I think, user can decide himself whether he wishes to enable the feature accepting the performance impact or not. So another checkbox in folder settings or patterns tab should solve huge file trees performance concern.
Another option might be extending the ignore markup by new prefix telling that the ignored item should be scanned and listed for removal. This would add more flexibility to advanced users who wishes ignore some files but not remove all. Typically config files or thumbnails folder. And I should be still able to achieve my goal without affecting current behavior and performance.
There's a large potential for catastrophic bugs here (think about our external globbing library for example - BOOM your data is gone after an update)
This has been suggested several times, and it is rejected based on philosophical reasons. We will not do it.
Makes sense... Delete confirmation overlay should show all affected files so user will see and confirm files/folders to be removed.

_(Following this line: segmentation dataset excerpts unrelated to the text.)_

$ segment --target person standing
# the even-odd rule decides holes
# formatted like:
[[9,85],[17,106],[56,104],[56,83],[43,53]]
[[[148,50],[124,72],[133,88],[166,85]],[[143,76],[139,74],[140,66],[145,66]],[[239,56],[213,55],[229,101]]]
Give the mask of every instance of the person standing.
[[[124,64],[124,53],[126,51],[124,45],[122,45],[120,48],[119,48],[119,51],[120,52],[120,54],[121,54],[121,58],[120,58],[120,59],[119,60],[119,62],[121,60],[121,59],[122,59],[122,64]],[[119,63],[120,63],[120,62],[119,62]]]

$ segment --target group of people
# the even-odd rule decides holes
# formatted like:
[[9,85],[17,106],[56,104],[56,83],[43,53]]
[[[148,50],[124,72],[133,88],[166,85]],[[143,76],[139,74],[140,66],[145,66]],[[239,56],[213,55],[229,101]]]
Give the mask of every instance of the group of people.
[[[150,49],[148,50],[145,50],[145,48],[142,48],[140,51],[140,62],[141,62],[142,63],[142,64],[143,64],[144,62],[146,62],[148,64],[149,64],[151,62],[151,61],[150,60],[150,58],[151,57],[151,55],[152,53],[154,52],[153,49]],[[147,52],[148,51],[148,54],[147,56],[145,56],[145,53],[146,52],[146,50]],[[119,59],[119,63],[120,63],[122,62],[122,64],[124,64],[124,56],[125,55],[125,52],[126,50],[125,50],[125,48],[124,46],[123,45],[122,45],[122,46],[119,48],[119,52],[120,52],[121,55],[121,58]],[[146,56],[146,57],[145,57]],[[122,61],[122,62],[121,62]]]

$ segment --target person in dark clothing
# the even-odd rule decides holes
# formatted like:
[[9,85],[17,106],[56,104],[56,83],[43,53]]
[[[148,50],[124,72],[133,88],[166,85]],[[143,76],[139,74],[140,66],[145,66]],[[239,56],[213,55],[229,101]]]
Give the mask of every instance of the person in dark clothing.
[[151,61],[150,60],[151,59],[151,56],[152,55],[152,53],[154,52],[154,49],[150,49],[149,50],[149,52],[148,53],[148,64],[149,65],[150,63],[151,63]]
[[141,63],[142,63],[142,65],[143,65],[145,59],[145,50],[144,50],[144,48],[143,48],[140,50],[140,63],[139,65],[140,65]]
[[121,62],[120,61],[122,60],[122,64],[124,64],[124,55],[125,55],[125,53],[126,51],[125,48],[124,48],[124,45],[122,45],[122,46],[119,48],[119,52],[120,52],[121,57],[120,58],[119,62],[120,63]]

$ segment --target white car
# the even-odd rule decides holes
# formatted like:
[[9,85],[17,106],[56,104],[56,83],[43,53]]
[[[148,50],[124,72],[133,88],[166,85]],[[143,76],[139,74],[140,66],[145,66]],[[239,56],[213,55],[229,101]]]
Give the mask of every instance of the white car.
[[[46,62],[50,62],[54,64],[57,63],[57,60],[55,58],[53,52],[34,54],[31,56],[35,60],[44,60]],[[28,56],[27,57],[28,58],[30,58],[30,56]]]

I think this PR together with https://github.com/syncthing/syncthing/pull/9139 and https://github.com/syncthing/syncthing/pull/9132 would give a closure to as good as all Selective Sync requests.
As a movie production company that is using Syncthing between all our artists, being able to quickly select what folders to sync and the posibility to remove the non-syncing files/folders that is located in the synced-folder would be a game-changer for us in production speed.
After trying to folow the discussion here with showing all non-syncing local files and the abbility to delete these, this is my thoughts.
What about when viewing all locally ignored files they would be shown in a tree-view like the last image in https://github.com/syncthing/syncthing/pull/9132 but with a delete-button next to each folder and item. That way the user have to manually select what to delete, so no auto-deletion going on, but you can also quickly delete everything within a branch of the tree-view. If you would delete the root branch you would delete all the locally ignored files.
@p0l0us What's your plan here? As pointed out currently you aren't doing what it sounds like you want to do: Track all ignored files that exist in the db. You'd have to scan them to do that. However as pointed out, that's definitely not desirable by default. And I personally doubt it's desirable in general: Besides what calmh said, it also adds complexity to track all this data just for a potential use of showing and deleting ignored files. This isn't information continuously and often used. It could be generated when needed directly from the filesystem.
@imsodin
I really need to know what files are exactly not being syncthed by some kind of list or report. This is because I particularly
do a cross-platform send&receive sync between Android-Linux-Windows-MacOS and some OSs have naming forbbiden characters which are uncompatible, ie, an a:a.txt file on Android/Linux can't be syncthed to Windows as : is an illegal character.
In relation to this, recently I noticed this behaviour of syncthing windows client: all files wich contains the illegal characters: | \ / * " are not being syncronized by default regardless the .stignore rules, this not happens to files with the illegal characters : ? so it´s needed to add the *[:^?]* ignore pattern rule to avoid them. In this case at Windows I'm currently completely blind to know what are the source of the ignored files/directories on the remote shared folders in order to try to fix them manually by my own.
You said this information about the remote ignored files could be generated directly from the filesystem.
So, how could I exactly generate that currently ignored file list? I really need this feature. Thank you very much in advance.